- Born: 24 January 1824 Dundee, Scotland
- Died: 24 August 1864 (aged 40) Dundee, Scotland
- Buried: Eastern Necropolis, Dundee
- Allegiance: United Kingdom
- Branch: British Army
- Service years: 1840–1863
- Rank: Private
- Unit: 92nd Regiment of Foot 55th Regiment of Foot (att'd)
- Conflicts: Crimean War
- Awards: Victoria Cross

= Thomas Beach (VC) =

Recipient of the Victoria Cross

Thomas Beach VC (24 January 1824 – 24 August 1864) was a British Army soldier and a Scottish recipient of the Victoria Cross, the highest award for gallantry in the face of the enemy that can be awarded to British and Commonwealth forces. Beach suffered from severe alcoholism later in life. He died due to his alcoholism at the age of 40.

==Military service==
Beach joined the British Army at the age of sixteen, being assigned to the 92nd Regiment of Foot (Gordon Highlanders) on 30 April 1840. He was posted to a variety of locations, including the West Indies and the Greek Isles. When the Crimean War broke out in 1854, his regiment was posted to Gibraltar as a garrison force. Beach volunteered to be seconded to another unit which was going to Crimea, and he was placed with the 55th Regiment of Foot.
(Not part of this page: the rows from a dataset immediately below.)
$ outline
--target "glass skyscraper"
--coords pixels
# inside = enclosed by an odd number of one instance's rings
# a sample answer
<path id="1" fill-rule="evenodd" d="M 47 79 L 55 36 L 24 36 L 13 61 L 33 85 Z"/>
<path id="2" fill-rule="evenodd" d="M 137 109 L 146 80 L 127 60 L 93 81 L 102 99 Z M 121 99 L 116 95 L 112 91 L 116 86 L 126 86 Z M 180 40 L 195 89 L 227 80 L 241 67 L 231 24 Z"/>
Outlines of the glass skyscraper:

It was in Crimea that he conducted himself in a manner that would later result in him being awarded the Victoria Cross for gallantry in the face of the enemy. His medal citation reads:

On 5 November 1854 at the Battle of Inkerman, Crimea, when on piquet duty, Private Beach attacked several Russians who were plundering Lieut.-Colonel Carpenter, 41st Regiment, who was lying wounded on the ground. He killed two of the Russians, and protected Lieut.-Colonel Carpenter until the arrival of some men of the 41st Regiment."

Although the official citation does not specify the exact number of opposing soldiers, Beach held off and fought a total of 5 Russians, with 2 of the opposing side killed.
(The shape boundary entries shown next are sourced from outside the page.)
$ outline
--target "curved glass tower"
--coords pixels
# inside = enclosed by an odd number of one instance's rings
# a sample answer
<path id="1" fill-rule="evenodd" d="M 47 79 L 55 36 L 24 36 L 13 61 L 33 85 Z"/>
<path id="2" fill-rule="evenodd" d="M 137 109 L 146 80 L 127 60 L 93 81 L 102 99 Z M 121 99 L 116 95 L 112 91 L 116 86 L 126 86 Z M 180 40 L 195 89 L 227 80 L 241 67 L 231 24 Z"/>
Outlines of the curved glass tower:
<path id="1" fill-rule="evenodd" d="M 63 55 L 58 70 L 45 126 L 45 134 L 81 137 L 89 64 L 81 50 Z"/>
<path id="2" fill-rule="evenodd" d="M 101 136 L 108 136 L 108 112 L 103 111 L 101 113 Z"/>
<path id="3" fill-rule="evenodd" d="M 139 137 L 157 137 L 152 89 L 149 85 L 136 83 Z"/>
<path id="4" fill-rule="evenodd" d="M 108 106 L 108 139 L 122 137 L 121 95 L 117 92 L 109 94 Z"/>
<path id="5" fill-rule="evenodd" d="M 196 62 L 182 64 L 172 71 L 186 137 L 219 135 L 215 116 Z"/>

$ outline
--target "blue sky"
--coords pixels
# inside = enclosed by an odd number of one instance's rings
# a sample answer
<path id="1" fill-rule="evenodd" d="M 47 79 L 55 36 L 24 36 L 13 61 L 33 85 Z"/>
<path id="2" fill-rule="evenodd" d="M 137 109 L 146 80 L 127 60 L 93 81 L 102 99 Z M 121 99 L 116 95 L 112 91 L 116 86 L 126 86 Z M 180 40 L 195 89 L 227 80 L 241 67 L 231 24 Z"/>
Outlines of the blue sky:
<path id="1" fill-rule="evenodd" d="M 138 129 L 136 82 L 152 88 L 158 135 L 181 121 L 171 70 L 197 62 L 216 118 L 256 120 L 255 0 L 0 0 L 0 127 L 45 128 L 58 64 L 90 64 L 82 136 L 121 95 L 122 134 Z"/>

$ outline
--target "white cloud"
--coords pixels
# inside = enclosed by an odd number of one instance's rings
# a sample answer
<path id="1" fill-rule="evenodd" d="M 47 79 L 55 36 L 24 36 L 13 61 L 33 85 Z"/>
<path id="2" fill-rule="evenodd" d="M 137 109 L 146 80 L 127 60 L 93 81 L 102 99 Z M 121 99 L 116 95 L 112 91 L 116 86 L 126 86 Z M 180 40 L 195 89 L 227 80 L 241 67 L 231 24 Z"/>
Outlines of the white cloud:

It was the first Victoria Cross to be awarded to a member of the regiment. Alongside Major Frederick Cockayne Elton, Beach was presented with the VC by General Ferguson on 20 July 1857.

In addition to the Victoria Cross, during his time in the military he was awarded two good conduct medals. However he was also placed 21 times in the regimental defaulters book and was twice tried by court martial. The 1861 census of England, Wales and Scotland placed him living in Perth, Scotland.

==Later life and legacy==
After leaving the army in June 1863 following 23 years of service, including seven and a half years overseas, he became a railway labourer. Less than a year later he had died from the effects of alcohol poisoning in the Dundee Royal Infirmary.

Beach was buried in a pauper's grave somewhere in the Eastern Necropolis in Dundee. The exact location of the burial is unknown due to the number of mass graves in that area. On 17 May 2003, a bench dedicated to him was placed in Necropolis, alongside a bench devoted to fellow Victoria Cross holder Peter Grant, who is also buried somewhere in the area in a similar grave. On 20 October 2006, a $1.50 stamp was issued in Kiribati commemorating Beach's Victoria Cross action. A drawing of it which had previously appeared in the Illustrated London News was used.

His medal is held at the Sheesh Mahal fort in Lahore, Pakistan. It forms part of a collection which was gathered by Bhupinder Singh of Patiala during the 1920s.